MCP server integration

Plug in external tools via the Model Context Protocol — local stdio servers or remote SSE endpoints. GitHub, Sentry, docs search, databases, and more.

13

Prefix cache optimization

Deterministic system prompts, stable JSON serialization, and session-affinity headers maximize Workers AI prefix-cache hits. Cached tokens are billed at a discount — cost drops as the conversation grows.

14

Explicit cross-session memory

The agent never surveils your conversation. Memories are stored only when you ask — via remember, recall, and forget tools — with SQLite + embeddings for durable, privacy-respecting retrieval across sessions.

kimiflare Node.js TUI
user msg → agent loop → runKimi()
POST SSE to Workers AI
api.cloudflare.com @cf/moonshotai/kimi-k2.6
tool result ← tool executor ← tool_calls
permission modal for write / edit / bash

Three ways to work

01

Plan

Read-only research. Mutating tools are hard-blocked. Ask "plan a refactor" and the agent investigates without touching your filesystem. Review, then exit plan mode to execute.

02

Edit

Default mode.
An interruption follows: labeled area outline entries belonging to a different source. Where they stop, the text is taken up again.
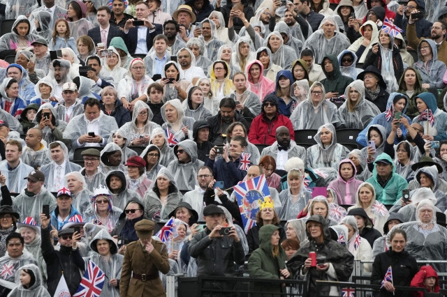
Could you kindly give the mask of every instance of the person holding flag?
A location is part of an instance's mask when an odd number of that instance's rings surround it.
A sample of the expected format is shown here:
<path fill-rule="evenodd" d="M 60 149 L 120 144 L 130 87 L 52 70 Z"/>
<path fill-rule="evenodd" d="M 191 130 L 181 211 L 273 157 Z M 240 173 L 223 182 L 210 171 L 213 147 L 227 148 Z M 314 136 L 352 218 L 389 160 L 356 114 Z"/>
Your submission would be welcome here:
<path fill-rule="evenodd" d="M 391 247 L 376 256 L 372 264 L 371 284 L 380 284 L 380 296 L 404 297 L 409 292 L 396 290 L 396 287 L 409 287 L 418 273 L 416 259 L 405 250 L 406 233 L 393 228 L 390 234 Z"/>

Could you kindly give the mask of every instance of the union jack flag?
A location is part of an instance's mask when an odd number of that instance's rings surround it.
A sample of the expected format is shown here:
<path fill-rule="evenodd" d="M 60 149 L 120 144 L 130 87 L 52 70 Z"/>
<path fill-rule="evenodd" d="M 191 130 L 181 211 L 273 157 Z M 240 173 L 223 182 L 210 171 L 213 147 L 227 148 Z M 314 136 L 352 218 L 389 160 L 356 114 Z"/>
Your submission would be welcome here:
<path fill-rule="evenodd" d="M 382 286 L 381 287 L 381 288 L 383 287 L 385 282 L 390 282 L 393 283 L 393 271 L 391 269 L 391 266 L 388 267 L 388 270 L 386 271 L 386 273 L 385 273 L 385 277 L 383 277 L 383 280 L 382 281 Z"/>
<path fill-rule="evenodd" d="M 81 283 L 73 297 L 99 297 L 105 280 L 105 275 L 103 271 L 89 260 Z"/>
<path fill-rule="evenodd" d="M 384 217 L 388 213 L 389 213 L 388 209 L 386 209 L 386 207 L 385 207 L 383 204 L 382 204 L 377 200 L 374 201 L 371 211 L 372 211 L 373 213 L 380 215 L 381 217 Z"/>
<path fill-rule="evenodd" d="M 396 37 L 397 34 L 404 31 L 404 30 L 394 24 L 388 17 L 385 17 L 383 26 L 382 26 L 382 31 L 394 37 Z"/>
<path fill-rule="evenodd" d="M 169 236 L 173 234 L 173 227 L 174 226 L 174 217 L 172 217 L 164 226 L 161 227 L 160 231 L 155 234 L 159 238 L 161 239 L 163 243 L 169 240 Z"/>
<path fill-rule="evenodd" d="M 166 129 L 165 132 L 166 132 L 166 137 L 168 137 L 168 144 L 169 144 L 170 146 L 174 146 L 179 143 L 178 140 L 174 137 L 174 133 L 170 132 L 169 128 Z"/>
<path fill-rule="evenodd" d="M 5 263 L 0 268 L 0 277 L 3 280 L 6 280 L 11 275 L 14 275 L 15 273 L 15 269 L 14 269 L 14 264 L 11 264 L 9 265 L 9 262 Z"/>
<path fill-rule="evenodd" d="M 433 114 L 432 113 L 432 109 L 430 109 L 430 108 L 424 110 L 423 113 L 420 114 L 420 116 L 419 117 L 420 119 L 420 121 L 428 121 L 432 127 L 433 127 L 433 125 L 434 125 L 434 117 L 433 116 Z"/>
<path fill-rule="evenodd" d="M 354 241 L 354 249 L 357 250 L 358 247 L 360 246 L 360 241 L 362 241 L 362 238 L 360 235 L 357 235 L 356 236 L 356 241 Z"/>
<path fill-rule="evenodd" d="M 240 163 L 240 166 L 239 169 L 241 170 L 247 171 L 249 167 L 250 167 L 250 157 L 251 156 L 251 153 L 241 153 L 239 158 L 240 160 L 239 162 Z"/>
<path fill-rule="evenodd" d="M 247 234 L 256 224 L 256 213 L 259 211 L 258 201 L 264 201 L 270 196 L 270 191 L 263 174 L 240 183 L 233 188 L 242 218 L 244 231 Z"/>
<path fill-rule="evenodd" d="M 342 297 L 356 297 L 356 289 L 346 287 L 342 289 Z"/>

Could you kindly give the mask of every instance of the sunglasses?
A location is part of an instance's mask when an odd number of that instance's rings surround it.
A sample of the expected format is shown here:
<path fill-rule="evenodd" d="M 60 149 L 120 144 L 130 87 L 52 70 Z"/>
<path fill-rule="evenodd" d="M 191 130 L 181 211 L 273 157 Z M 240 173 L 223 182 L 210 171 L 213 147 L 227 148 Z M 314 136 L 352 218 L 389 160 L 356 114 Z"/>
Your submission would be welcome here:
<path fill-rule="evenodd" d="M 138 209 L 126 209 L 124 211 L 124 212 L 126 213 L 126 214 L 129 214 L 129 213 L 135 213 L 135 211 L 141 211 L 141 209 L 138 208 Z"/>

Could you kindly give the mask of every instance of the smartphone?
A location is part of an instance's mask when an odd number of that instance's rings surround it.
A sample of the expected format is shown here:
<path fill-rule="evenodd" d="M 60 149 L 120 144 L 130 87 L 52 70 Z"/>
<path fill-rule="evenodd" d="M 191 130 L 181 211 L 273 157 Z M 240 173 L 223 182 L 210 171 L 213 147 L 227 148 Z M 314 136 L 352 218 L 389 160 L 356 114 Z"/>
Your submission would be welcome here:
<path fill-rule="evenodd" d="M 430 142 L 432 144 L 432 148 L 439 148 L 439 142 L 437 140 L 434 140 L 433 142 Z"/>
<path fill-rule="evenodd" d="M 79 67 L 79 75 L 80 76 L 87 77 L 87 73 L 88 71 L 93 71 L 93 68 L 91 68 L 91 66 L 80 66 Z"/>
<path fill-rule="evenodd" d="M 42 206 L 42 212 L 47 216 L 47 218 L 50 218 L 50 204 L 43 204 Z"/>
<path fill-rule="evenodd" d="M 410 190 L 409 189 L 402 190 L 402 200 L 405 203 L 410 201 Z"/>
<path fill-rule="evenodd" d="M 145 21 L 133 21 L 132 22 L 132 24 L 135 26 L 143 26 L 145 24 Z"/>
<path fill-rule="evenodd" d="M 53 60 L 56 60 L 57 59 L 59 59 L 59 57 L 62 57 L 62 50 L 50 50 L 50 59 L 51 59 L 51 61 Z"/>
<path fill-rule="evenodd" d="M 219 189 L 222 189 L 224 190 L 224 182 L 223 181 L 217 181 L 216 183 L 214 183 L 214 186 L 213 188 L 219 188 Z"/>
<path fill-rule="evenodd" d="M 312 189 L 312 198 L 317 196 L 328 196 L 328 188 L 326 187 L 314 187 Z"/>

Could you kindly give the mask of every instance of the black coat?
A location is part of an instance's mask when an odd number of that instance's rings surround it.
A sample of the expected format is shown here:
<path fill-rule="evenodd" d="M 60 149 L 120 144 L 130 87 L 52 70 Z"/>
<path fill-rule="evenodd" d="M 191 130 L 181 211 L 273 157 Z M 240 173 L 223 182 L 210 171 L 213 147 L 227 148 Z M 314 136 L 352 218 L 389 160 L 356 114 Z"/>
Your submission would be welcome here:
<path fill-rule="evenodd" d="M 391 250 L 381 252 L 374 259 L 371 274 L 371 284 L 381 284 L 385 277 L 385 274 L 391 266 L 393 273 L 393 284 L 395 287 L 409 287 L 414 275 L 418 272 L 418 264 L 416 259 L 406 251 L 396 252 Z M 411 294 L 396 291 L 395 294 L 388 292 L 384 288 L 380 291 L 380 296 L 408 296 Z"/>

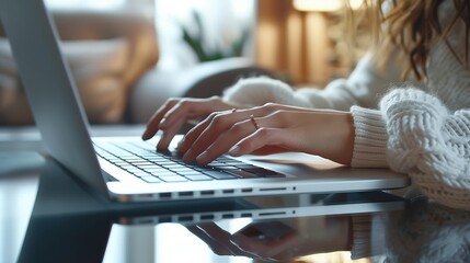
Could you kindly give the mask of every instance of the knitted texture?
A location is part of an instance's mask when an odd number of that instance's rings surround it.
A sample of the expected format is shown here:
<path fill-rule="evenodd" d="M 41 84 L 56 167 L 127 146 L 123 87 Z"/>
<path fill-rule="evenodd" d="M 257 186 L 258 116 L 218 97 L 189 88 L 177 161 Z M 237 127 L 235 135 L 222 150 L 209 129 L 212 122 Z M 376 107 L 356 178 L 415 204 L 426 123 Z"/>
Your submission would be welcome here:
<path fill-rule="evenodd" d="M 454 14 L 452 1 L 439 5 L 443 26 Z M 351 110 L 353 167 L 388 167 L 406 173 L 428 197 L 470 209 L 470 70 L 465 31 L 458 20 L 446 42 L 432 46 L 424 84 L 401 83 L 401 67 L 394 59 L 379 73 L 368 55 L 348 79 L 335 80 L 324 90 L 295 91 L 279 81 L 256 78 L 240 81 L 225 99 L 251 106 L 276 102 Z"/>

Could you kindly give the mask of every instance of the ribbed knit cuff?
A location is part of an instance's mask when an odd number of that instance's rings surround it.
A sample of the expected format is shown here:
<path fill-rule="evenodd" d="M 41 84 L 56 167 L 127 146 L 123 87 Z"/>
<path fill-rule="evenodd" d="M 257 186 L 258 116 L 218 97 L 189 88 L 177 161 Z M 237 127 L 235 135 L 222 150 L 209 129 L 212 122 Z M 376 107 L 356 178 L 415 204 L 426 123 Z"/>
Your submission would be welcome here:
<path fill-rule="evenodd" d="M 387 163 L 388 134 L 382 116 L 377 110 L 351 107 L 355 138 L 352 167 L 385 168 Z"/>

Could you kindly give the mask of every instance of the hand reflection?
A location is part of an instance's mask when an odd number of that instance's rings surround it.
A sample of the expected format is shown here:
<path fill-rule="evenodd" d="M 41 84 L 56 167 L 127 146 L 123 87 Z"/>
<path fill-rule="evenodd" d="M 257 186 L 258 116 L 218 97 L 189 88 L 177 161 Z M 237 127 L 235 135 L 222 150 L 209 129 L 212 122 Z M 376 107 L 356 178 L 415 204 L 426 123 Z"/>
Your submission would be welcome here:
<path fill-rule="evenodd" d="M 187 227 L 219 255 L 241 255 L 267 262 L 351 248 L 351 220 L 342 217 L 305 217 L 254 221 L 234 233 L 215 222 Z"/>
<path fill-rule="evenodd" d="M 470 262 L 470 211 L 420 202 L 385 222 L 385 262 Z"/>

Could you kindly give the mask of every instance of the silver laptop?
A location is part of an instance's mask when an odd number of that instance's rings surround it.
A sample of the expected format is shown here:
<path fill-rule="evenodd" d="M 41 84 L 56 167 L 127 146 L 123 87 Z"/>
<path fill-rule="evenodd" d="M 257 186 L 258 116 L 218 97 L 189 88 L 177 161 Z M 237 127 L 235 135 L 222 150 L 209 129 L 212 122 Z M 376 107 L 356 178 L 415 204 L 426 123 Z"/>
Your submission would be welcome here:
<path fill-rule="evenodd" d="M 137 137 L 92 139 L 43 1 L 2 0 L 0 15 L 50 156 L 106 199 L 148 202 L 364 192 L 410 183 L 408 176 L 386 169 L 351 169 L 301 153 L 259 159 L 222 157 L 211 165 L 198 168 L 182 163 L 171 152 L 160 155 L 154 150 L 156 141 L 144 142 Z M 222 169 L 225 164 L 231 170 Z M 165 165 L 175 171 L 167 171 Z"/>

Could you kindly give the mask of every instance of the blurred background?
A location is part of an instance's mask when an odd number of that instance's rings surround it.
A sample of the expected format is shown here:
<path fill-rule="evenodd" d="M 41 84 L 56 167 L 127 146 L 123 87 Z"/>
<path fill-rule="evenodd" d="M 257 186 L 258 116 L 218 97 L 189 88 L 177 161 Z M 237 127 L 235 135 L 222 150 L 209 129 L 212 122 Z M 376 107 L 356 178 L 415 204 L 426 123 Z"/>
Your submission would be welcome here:
<path fill-rule="evenodd" d="M 218 95 L 249 76 L 322 88 L 367 48 L 360 30 L 347 44 L 343 0 L 45 2 L 92 124 L 145 123 L 168 98 Z M 0 125 L 34 125 L 2 31 Z"/>

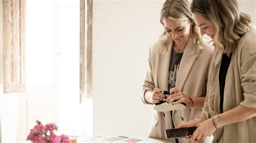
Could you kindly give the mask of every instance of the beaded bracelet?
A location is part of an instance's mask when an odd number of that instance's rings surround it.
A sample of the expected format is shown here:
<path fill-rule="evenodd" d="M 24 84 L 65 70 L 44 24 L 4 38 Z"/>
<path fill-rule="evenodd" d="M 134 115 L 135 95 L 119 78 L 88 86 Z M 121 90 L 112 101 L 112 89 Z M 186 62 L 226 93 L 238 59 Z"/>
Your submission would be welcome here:
<path fill-rule="evenodd" d="M 190 100 L 190 103 L 189 105 L 187 105 L 187 106 L 188 108 L 194 107 L 194 101 L 193 100 L 193 98 L 192 98 L 192 96 L 188 96 L 188 98 Z"/>
<path fill-rule="evenodd" d="M 215 115 L 212 117 L 212 121 L 213 122 L 213 125 L 214 125 L 215 127 L 217 129 L 221 128 L 221 121 L 220 119 L 220 117 L 219 115 Z"/>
The agent calls tools freely for read-only work; mutating tools pause for your approval with a unified diff preview.

03

Auto

Autonomous execution. Every tool call is auto-approved. Use for trusted, well-scoped tasks. The agent still warns before irreversible actions.

Get started

bash
# Install
npm install -g kimiflare

# Run — onboarding will ask for your Cloudflare credentials
kimiflare

Or run without installing: npx kimiflare

bash
# Interactive TUI
kimiflare

# One-shot mode
kimiflare -p "summarize PLAN.md"

# Auto-approve for scripts
kimiflare -p "..." --dangerously-allow-all

# Override model
kimiflare --model @cf/moonshotai/kimi-k2.6

# Stream reasoning to stderr
kimiflare --reasoning

# Image understanding — reference images inline
kimiflare
kimiflare -p "explain this diagram.png"

Core tools

Tool Permission Description
read auto Read a text file (≤ 2MB) with optional line range
write prompt Create or overwrite a file. Shows a diff before approval
edit prompt Replace an exact substring. Fails unless unique match
bash prompt Run a shell command. Session-allow keyed by first token
glob auto Match files by pattern, sorted by mtime
grep auto Regex search. Uses ripgrep if available
web_fetch auto Fetch a URL, convert HTML → markdown (≤ 100KB)
tasks_set auto Publish a live task list for multi-step work

Plus LSP intelligence (hover, go-to-definition, references, diagnostics), cross-session memory (remember / recall / forget), and MCP extensibility for plugging in external tool servers.